Woman in a Please Assist Me shirt arranging pillows on a couch
Jocelyn Burks

Cummings said she has countless stories about the blatant racism and sexism she has come across in her line of work. But to avoid being labeled as an "angry Black woman," she often pushes these instances to the side and stays steadfast on what she’s trying to accomplish with Please Assist Me. Despite these incidents, Cummings said moving her business to Washington, DC from its original home in Nashville has been successful, since its a more progressive market.

"There’s been multiple times that we have been at networking events, especially high-end networking events, where people automatically assume that we’re there to collect their glass or give them an hors d'oeuvre," Cummings shared. "It’s something we experience everyday, but it’s kind of water off our backs at this time."

Pushing Forward

Please Assist Me has raised $415,000 in venture capital from a few investors, friends, and family. As of two weeks ago, the company now officially is raising its seed funding round. Cummings said this funding will help advance her company’s mission and allow her to bring on marketing and sales help. 

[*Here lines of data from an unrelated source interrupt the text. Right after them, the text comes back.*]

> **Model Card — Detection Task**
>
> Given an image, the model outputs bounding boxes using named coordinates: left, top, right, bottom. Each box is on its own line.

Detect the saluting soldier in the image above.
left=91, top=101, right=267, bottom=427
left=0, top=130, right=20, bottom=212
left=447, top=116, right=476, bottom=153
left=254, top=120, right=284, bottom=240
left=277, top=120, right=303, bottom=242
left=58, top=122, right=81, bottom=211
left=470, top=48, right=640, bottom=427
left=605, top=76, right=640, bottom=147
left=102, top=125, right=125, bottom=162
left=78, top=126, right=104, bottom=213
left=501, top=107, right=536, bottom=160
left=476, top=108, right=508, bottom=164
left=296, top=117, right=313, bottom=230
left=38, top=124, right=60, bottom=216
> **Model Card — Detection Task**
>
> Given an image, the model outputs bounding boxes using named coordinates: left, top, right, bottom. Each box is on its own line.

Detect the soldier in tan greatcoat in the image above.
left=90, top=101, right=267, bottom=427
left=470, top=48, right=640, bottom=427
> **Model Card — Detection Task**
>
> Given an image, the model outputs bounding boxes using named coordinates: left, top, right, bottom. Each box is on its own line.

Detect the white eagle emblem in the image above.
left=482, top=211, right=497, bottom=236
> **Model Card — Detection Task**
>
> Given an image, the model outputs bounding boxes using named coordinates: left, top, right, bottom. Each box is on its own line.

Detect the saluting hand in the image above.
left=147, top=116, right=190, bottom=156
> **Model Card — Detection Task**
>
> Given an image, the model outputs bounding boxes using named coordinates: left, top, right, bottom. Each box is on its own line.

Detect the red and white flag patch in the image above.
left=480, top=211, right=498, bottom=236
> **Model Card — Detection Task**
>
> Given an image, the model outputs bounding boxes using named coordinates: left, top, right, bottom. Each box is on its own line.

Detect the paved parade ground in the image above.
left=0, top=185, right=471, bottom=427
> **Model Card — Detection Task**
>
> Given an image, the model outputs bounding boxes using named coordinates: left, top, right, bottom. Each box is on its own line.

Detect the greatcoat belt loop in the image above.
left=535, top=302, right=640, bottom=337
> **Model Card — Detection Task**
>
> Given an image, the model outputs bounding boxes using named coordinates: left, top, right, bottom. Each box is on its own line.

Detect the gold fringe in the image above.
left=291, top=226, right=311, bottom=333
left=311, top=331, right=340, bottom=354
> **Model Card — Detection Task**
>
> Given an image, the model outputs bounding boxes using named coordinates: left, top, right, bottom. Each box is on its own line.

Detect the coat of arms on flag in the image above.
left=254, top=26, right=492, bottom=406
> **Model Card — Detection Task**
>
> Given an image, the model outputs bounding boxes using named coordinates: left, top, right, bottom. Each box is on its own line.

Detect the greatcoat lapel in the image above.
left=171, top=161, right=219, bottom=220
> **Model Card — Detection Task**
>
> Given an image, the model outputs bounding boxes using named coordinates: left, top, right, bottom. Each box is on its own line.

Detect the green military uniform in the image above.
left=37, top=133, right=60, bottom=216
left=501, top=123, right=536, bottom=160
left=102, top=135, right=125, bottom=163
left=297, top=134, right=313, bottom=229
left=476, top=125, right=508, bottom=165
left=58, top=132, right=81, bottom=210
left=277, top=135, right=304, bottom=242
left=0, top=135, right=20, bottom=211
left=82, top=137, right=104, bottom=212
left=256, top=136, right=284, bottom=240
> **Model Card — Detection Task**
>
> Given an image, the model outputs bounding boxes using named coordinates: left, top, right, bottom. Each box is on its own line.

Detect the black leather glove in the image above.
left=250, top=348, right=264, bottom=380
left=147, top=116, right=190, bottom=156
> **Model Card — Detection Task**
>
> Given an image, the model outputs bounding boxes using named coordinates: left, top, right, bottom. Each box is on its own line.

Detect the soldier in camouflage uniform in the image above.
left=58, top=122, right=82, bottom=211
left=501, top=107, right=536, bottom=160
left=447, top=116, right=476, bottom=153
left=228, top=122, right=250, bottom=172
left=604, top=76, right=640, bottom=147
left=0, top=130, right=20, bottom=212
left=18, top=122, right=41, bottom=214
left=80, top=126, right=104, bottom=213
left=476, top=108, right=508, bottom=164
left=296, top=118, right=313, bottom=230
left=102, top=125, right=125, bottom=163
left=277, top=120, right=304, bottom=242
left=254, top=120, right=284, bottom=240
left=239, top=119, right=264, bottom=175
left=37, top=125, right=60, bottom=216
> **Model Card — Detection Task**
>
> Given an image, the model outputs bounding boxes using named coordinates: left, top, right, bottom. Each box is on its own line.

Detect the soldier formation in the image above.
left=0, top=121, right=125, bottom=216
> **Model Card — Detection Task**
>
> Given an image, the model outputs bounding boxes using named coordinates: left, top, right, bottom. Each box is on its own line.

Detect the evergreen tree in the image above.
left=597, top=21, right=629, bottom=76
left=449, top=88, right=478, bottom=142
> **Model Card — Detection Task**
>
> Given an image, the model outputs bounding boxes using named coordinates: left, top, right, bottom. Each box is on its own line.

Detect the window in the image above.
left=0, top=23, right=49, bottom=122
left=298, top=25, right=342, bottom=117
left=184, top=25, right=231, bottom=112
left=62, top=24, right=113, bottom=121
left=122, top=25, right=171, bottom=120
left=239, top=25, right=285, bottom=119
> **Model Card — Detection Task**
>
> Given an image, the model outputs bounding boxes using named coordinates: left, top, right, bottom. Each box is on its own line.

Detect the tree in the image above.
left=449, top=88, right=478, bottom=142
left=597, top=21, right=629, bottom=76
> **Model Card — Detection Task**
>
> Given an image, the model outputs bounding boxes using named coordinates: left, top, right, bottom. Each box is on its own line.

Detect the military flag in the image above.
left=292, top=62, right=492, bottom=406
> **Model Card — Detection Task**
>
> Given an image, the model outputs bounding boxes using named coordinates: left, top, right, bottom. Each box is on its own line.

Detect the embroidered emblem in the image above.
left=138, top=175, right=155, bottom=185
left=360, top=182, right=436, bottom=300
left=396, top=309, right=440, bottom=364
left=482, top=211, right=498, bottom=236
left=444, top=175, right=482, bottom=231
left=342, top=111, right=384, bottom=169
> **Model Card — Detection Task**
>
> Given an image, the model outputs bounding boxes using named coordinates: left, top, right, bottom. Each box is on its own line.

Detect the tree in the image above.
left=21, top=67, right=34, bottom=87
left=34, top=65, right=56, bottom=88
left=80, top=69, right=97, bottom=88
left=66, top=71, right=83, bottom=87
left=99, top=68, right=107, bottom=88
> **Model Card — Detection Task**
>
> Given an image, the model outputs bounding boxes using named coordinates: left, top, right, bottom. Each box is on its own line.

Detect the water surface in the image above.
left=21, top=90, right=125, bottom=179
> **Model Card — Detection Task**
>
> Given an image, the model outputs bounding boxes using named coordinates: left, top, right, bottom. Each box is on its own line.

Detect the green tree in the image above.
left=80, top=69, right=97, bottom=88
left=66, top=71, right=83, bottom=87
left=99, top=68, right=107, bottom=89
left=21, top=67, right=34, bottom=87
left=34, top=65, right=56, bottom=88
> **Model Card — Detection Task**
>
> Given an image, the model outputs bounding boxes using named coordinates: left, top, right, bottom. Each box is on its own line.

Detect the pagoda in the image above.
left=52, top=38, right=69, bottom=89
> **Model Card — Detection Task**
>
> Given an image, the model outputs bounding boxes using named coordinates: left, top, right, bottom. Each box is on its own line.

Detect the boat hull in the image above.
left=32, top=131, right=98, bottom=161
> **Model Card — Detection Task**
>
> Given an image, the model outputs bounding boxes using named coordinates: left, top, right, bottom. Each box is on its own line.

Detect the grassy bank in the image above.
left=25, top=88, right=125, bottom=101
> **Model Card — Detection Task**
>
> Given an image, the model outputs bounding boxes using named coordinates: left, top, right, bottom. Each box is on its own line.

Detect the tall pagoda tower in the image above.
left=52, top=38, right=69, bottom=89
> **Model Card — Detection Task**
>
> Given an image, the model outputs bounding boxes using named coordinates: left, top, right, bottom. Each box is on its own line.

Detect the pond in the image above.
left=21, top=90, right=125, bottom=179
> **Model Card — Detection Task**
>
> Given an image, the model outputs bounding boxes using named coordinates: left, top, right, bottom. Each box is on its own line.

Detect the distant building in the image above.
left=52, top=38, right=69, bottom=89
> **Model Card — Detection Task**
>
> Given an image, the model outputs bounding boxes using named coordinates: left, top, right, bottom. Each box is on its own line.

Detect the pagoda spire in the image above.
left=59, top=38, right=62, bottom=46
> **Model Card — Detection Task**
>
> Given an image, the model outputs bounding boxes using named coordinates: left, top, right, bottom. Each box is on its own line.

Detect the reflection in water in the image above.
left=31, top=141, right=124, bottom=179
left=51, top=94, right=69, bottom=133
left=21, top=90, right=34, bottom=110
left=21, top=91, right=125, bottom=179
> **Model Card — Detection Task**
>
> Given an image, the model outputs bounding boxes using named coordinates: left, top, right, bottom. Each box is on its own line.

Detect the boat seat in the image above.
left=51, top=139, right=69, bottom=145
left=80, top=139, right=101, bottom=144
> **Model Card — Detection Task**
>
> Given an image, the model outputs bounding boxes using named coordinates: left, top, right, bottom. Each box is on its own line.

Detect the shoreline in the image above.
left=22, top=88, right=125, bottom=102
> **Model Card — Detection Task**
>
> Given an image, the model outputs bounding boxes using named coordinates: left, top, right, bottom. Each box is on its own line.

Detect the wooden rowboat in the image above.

Even though Cummings and her husband run the business full time, along with a marketing coordinator, one of the unique aspects for Please Assist Me is the fact that all of the assistants using its platform are W-2 part-time employees, which adds an extra layer of job security for them. A majority of the assistants on the platform are minority women, and, with the company currently in a big hiring push, Cummings is looking to bring on more people. 

I knew that tech could be a solution to a lot of the problems that people are facing at home.

"A lot of people say the home services space is a graveyard because there are companies who try the Uber model and use it for a home," she said. "It doesn’t work that way, you can’t send some random person you haven’t trained, haven’t vetted into someone’s home and expect for it to turn out well."

Taking that extra step to train and invest in employees seems to be paying off. Cummings said 90% of clients continue to use Please Assist Me’s services until they move out of the company’s service areas, which are mainly in Opportunity Zones with affordable housing. 

A pair of black Please Assist Me laundry bags resting on a bed
Jocelyn Burks

Please Assist Me took a big hit when Cummings was forced to pause all in-home services last year in the midst of the pandemic. She took a step back to evaluate the proper path to continue serving clients, like getting personal protective equipment, offering deep cleanings, and only allowing contactless services like grocery drop-offs for some time. Since reopening, Cummings said business has been booming. This year, she’s focused on hiring, expanding her business platform, and trying to reach more markets.

"The mission is to help people find balance in this crazy thing called life, and we’re really trying to solve the work-life balance problem," she shared. "This year is really to grow our base in the DC market and demonstrate how profitable this could be."